Poverty and fever vulnerability in Nigeria

Malaria is one of the most important challenges to public health with about 300 to 500 million cases reported annually. More than 1 million people die from the disease, most of them children under age 5 years. Over 90.0% of the cases and 75% of the deaths occur in sub-Saharan Africa (SSA). These childhood deaths, resulting mainly from cerebral malaria and anaemia, constitute somewhere between 20% and 25% of child mortality in Africa

African countries south of the Sahara bear the heaviest burden of malaria. These countries are among the poorest in the world and widespread poverty on the continent continues to play a role in the burden of the disease. Malaria cases and deaths have risen steadily in sub-Saharan Africa since the late 1970s, especially in Nigeria. The emergence of resistance to insecticides and chloroquine, the cheap anti-malarial treatment widely used for clinical management of uncomplicated malaria, has been held as a major factor in this trend, aided by a general weakening of health systems. This effect was exacerbated by economic stagnation and decline, which has implications for growth and welfare. For instance, malaria is responsible for about a 1.3 per cent reduction in the average annual rate of economic growth for those countries with the highest burden. In Nigeria, malaria is the major cause of morbidity and mortality, especially among children below age five [3]. Malaria is a social and economic problem, which consumes about US$3.5 million in government funding and US$2.3 million from other stakeholders in the form of various control attempts in 2003

Given the above scenarios, the drive of the government to achieve the targets of the National Economic Empowerment and Development Strategy (NEEDS), Seven-Point Agenda and the MDGs is currently threatened by the seemingly intractable trend of the ancient scourge which has compounded national and household poverty through intensive loss of productive time to attack and death in extreme cases. This is compounded by the development of resistance to the traditional first-line drug (chloroquine), while the newly introduced therapy (ACT) would be largely beyond the reach of many due to poverty, if it was not heavily sponsored by international organizations. Given that malaria is endemic throughout Nigeria, and that over 50.0% of the country’s population are living below poverty line, malaria incidence may increase significantly in Nigeria because many may not be able to afford the newly introduced drugs due to poverty.
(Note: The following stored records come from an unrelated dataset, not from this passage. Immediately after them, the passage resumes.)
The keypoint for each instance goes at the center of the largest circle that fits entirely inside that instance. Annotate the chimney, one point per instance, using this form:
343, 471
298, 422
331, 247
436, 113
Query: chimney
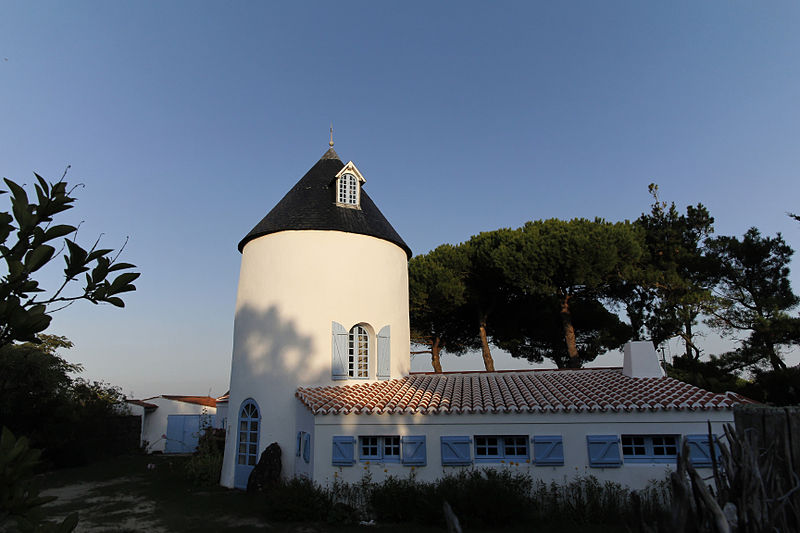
641, 360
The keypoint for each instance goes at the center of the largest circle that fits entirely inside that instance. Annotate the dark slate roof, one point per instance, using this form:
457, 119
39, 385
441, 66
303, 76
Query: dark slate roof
311, 204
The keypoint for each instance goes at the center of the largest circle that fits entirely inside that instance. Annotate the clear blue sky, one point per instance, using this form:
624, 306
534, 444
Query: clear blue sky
188, 121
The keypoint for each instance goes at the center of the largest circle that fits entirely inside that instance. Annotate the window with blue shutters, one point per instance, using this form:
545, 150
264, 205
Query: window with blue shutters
548, 450
650, 448
700, 450
384, 353
492, 448
247, 442
379, 448
343, 451
358, 353
603, 451
456, 451
307, 447
414, 451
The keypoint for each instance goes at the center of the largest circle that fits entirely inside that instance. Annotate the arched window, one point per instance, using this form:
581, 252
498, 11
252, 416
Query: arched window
348, 190
247, 442
358, 353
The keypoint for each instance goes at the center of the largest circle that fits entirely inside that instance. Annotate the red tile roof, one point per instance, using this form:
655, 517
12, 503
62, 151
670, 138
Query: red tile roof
584, 390
208, 401
142, 403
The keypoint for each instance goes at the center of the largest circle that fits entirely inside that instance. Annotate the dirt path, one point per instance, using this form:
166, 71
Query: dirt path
104, 506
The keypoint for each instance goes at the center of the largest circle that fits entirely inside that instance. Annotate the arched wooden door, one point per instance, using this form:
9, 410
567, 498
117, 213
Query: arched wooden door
247, 442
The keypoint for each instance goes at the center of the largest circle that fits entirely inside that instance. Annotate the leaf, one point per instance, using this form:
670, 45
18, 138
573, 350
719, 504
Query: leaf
38, 257
42, 183
117, 302
124, 279
120, 266
18, 192
97, 254
58, 231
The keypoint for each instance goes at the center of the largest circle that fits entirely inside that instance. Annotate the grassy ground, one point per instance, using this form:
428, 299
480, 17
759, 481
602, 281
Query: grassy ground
123, 495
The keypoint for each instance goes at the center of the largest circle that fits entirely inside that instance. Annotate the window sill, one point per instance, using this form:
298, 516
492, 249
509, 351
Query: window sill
650, 460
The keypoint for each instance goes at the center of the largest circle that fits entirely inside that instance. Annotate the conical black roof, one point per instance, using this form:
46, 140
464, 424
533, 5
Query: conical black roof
311, 204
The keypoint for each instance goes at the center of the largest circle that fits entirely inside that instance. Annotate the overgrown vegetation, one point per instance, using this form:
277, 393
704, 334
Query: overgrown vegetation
205, 466
71, 419
20, 502
481, 498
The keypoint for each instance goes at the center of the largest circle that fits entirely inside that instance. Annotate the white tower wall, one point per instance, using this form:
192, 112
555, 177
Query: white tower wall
292, 285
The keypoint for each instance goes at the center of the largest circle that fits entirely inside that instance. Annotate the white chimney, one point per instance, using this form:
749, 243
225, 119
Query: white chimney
641, 360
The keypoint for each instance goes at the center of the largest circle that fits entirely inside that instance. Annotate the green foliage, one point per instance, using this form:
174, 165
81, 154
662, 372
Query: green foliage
437, 294
24, 312
775, 387
405, 500
298, 499
20, 503
205, 466
480, 498
561, 272
68, 417
672, 286
755, 296
716, 374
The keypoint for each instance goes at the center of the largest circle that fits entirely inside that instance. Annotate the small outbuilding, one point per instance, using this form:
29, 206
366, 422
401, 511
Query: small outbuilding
173, 423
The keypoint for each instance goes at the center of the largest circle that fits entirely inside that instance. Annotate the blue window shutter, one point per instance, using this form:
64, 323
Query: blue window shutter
603, 451
548, 450
306, 447
456, 451
338, 351
343, 451
384, 353
413, 450
700, 450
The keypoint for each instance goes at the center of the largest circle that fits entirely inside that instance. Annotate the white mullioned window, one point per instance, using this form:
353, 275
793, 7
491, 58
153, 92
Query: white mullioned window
358, 353
348, 190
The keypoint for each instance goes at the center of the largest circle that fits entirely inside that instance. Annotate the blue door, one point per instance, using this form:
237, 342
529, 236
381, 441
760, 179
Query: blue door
247, 443
182, 433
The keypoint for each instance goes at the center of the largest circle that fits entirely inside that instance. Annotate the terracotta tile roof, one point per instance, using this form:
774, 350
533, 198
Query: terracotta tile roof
207, 401
584, 390
224, 398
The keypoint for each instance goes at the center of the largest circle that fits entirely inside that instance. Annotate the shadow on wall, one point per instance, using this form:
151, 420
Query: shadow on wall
272, 347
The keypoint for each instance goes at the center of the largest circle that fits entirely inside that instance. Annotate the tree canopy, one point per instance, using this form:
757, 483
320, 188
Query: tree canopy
29, 240
754, 296
552, 289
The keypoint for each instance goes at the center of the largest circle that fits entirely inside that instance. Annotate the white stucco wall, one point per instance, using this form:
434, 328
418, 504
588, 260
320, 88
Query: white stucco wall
155, 422
573, 427
221, 418
292, 285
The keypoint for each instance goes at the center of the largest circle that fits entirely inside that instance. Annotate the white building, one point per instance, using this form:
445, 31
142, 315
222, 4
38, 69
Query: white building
173, 423
321, 366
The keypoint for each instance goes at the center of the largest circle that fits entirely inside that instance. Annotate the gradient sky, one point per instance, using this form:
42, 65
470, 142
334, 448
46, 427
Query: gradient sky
188, 121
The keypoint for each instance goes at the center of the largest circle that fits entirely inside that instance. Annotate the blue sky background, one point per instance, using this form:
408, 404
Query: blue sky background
188, 121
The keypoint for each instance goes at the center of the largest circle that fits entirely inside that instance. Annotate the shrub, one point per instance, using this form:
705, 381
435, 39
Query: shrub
20, 503
205, 465
483, 498
405, 500
297, 499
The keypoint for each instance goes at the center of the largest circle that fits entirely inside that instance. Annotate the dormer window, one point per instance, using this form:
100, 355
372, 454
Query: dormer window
348, 186
348, 190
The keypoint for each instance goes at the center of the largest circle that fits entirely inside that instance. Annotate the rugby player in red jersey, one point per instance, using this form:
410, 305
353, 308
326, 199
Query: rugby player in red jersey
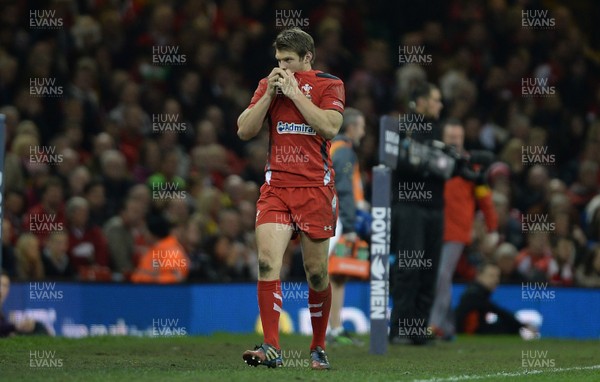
304, 109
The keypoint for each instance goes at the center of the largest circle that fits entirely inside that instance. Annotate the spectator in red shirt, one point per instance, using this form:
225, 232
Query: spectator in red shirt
461, 196
87, 243
49, 214
534, 259
560, 269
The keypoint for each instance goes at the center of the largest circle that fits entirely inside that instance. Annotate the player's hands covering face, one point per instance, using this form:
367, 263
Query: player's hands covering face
285, 81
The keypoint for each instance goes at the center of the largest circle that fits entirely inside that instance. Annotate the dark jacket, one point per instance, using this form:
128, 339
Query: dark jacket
475, 310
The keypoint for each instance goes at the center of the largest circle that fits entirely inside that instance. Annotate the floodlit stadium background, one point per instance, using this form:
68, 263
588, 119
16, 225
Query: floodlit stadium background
101, 95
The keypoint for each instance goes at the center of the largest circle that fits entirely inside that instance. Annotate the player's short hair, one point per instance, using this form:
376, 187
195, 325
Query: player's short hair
297, 41
485, 265
421, 90
350, 116
452, 122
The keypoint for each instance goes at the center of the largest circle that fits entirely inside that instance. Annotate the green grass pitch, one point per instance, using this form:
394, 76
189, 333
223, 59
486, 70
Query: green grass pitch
219, 358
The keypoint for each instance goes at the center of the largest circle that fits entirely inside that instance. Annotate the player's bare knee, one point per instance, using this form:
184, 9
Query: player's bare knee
264, 268
318, 280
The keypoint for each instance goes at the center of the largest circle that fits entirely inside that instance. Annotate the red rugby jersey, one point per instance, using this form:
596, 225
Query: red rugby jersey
298, 156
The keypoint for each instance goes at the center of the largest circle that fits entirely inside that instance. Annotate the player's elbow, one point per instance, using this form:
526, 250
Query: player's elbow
331, 132
242, 129
242, 134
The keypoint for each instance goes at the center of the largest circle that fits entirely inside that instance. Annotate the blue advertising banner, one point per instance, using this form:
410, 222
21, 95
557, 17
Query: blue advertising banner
86, 309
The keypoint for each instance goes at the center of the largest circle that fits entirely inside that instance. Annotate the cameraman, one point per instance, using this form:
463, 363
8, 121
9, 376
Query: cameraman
417, 224
461, 195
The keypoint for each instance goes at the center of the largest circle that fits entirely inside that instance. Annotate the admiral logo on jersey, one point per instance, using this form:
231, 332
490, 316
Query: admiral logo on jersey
295, 128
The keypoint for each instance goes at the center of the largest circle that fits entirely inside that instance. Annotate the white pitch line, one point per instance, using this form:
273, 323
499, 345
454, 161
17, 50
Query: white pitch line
509, 374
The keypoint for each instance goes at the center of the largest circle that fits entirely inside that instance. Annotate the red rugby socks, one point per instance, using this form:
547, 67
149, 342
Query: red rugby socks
269, 305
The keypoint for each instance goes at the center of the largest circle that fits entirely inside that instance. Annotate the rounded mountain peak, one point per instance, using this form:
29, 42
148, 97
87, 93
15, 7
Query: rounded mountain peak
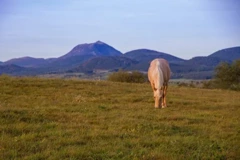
97, 48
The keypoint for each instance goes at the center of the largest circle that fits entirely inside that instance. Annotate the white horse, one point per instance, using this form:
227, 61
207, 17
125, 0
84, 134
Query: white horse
159, 75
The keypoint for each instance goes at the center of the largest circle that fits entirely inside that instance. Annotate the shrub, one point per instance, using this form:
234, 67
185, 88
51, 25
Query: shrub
227, 76
130, 77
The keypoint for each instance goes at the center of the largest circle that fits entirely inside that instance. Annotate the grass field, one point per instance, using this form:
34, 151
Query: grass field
76, 119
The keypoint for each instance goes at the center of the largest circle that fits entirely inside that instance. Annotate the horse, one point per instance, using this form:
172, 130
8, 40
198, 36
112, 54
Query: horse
158, 76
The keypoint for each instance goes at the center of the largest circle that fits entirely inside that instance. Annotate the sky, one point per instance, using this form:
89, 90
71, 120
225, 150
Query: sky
183, 28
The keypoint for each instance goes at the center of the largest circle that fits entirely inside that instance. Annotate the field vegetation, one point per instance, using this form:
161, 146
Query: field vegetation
77, 119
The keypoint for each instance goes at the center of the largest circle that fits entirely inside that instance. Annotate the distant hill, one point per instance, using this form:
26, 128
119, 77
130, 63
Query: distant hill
28, 61
11, 69
104, 63
145, 56
89, 57
229, 54
94, 49
148, 55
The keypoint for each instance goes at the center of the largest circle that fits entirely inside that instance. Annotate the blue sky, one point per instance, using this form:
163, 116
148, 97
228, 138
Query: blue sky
184, 28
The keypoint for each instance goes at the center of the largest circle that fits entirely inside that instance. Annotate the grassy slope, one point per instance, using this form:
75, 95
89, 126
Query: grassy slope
70, 119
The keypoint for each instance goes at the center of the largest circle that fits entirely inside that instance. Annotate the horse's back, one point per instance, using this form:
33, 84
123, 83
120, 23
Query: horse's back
159, 68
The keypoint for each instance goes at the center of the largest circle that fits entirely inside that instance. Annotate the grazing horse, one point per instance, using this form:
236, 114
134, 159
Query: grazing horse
159, 75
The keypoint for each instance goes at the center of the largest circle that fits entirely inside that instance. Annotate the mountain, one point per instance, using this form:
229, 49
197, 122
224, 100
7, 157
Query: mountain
11, 69
148, 55
91, 57
145, 56
104, 63
28, 62
94, 49
229, 54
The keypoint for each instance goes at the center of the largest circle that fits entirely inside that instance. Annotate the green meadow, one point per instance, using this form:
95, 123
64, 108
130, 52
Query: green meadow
77, 119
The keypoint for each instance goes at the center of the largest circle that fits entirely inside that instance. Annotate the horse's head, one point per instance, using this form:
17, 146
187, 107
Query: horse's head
158, 96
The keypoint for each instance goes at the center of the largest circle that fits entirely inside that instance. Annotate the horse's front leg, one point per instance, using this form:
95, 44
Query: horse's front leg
164, 96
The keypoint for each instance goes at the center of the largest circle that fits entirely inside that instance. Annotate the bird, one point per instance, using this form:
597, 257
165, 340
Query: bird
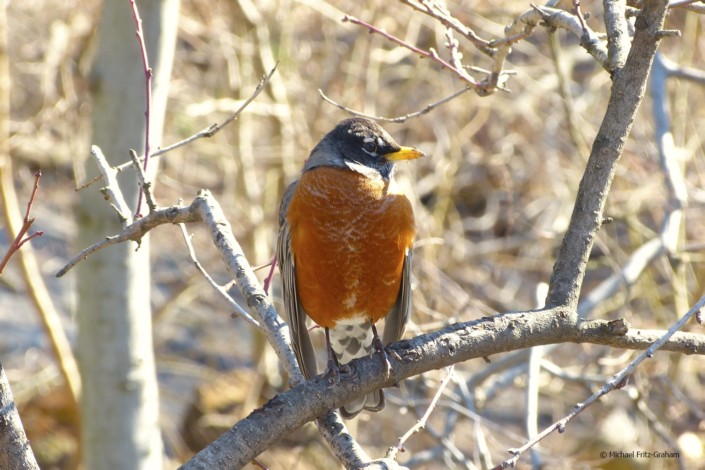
344, 250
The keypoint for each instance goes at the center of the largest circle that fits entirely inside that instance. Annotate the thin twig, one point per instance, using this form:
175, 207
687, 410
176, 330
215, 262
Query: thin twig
397, 119
208, 132
145, 186
206, 210
148, 98
112, 188
617, 381
392, 451
438, 12
460, 72
21, 239
220, 289
579, 14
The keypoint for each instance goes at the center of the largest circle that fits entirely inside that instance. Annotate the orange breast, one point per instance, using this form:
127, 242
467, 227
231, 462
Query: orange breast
349, 235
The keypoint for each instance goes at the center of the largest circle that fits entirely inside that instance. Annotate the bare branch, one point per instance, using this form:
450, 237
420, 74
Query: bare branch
145, 186
617, 33
460, 72
419, 425
398, 119
112, 188
627, 92
16, 451
218, 288
209, 131
205, 209
617, 381
437, 11
20, 238
451, 345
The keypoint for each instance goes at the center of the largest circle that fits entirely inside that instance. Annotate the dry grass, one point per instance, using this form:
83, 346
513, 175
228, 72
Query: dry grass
492, 201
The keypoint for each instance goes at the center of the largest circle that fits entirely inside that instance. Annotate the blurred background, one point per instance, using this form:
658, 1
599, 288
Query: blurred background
492, 201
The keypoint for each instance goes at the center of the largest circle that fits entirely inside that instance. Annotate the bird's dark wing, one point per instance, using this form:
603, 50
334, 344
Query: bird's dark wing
395, 322
296, 316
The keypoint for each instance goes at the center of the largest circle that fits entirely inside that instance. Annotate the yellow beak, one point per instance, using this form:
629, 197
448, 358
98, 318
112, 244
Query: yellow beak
404, 153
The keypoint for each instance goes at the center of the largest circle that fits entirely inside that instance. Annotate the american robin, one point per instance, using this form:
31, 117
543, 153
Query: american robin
344, 249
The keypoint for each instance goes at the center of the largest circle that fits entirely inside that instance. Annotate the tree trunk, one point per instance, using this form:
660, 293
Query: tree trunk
120, 404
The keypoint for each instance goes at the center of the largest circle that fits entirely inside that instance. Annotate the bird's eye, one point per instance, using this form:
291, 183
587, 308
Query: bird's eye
370, 147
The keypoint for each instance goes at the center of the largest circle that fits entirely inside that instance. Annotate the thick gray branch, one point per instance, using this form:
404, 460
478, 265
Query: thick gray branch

There are quite a good number of attempts to analyse the economic effects of malaria in the literature . Most of the studies are limited to determining the mathematical significance of malaria. However, a comprehensive analysis of malaria and poverty remains scarce. The links between malaria and poverty are multiple and complex. Therefore a better understanding of the direction and magnitude of the causal relationship is needed, along with better understanding of the nature of poverty that is related to malaria. For example, understanding whether the relationship between malaria and poverty is related to household factors, community, or larger regional factors would help to identify whether further investigation and action is needed at one or more of these levels. Poverty sustains the conditions where malaria thrives, and malaria impedes economic growth and keeps communities in poverty. With a potential dual relationship between poverty and malaria, where poor households experience high malaria prevalence that in turn maintains them in poverty, these households are trapped in reinforcing cycles .

There are many pathways through which the relationship between malaria and poverty operates. At the household level, poor housing can expose people to contact with infective mosquitoes. Simple preventive measures such as insecticide-treated bed nets are unaffordable to the poorest if they must pay for them. Lack of resources prevents people from seeking timely health care. Often, peak malaria transmission coincides with harvesting time, which is a factor that affects risks at the village level. A few days of work lost to illness can mean food insecurity for the entire family.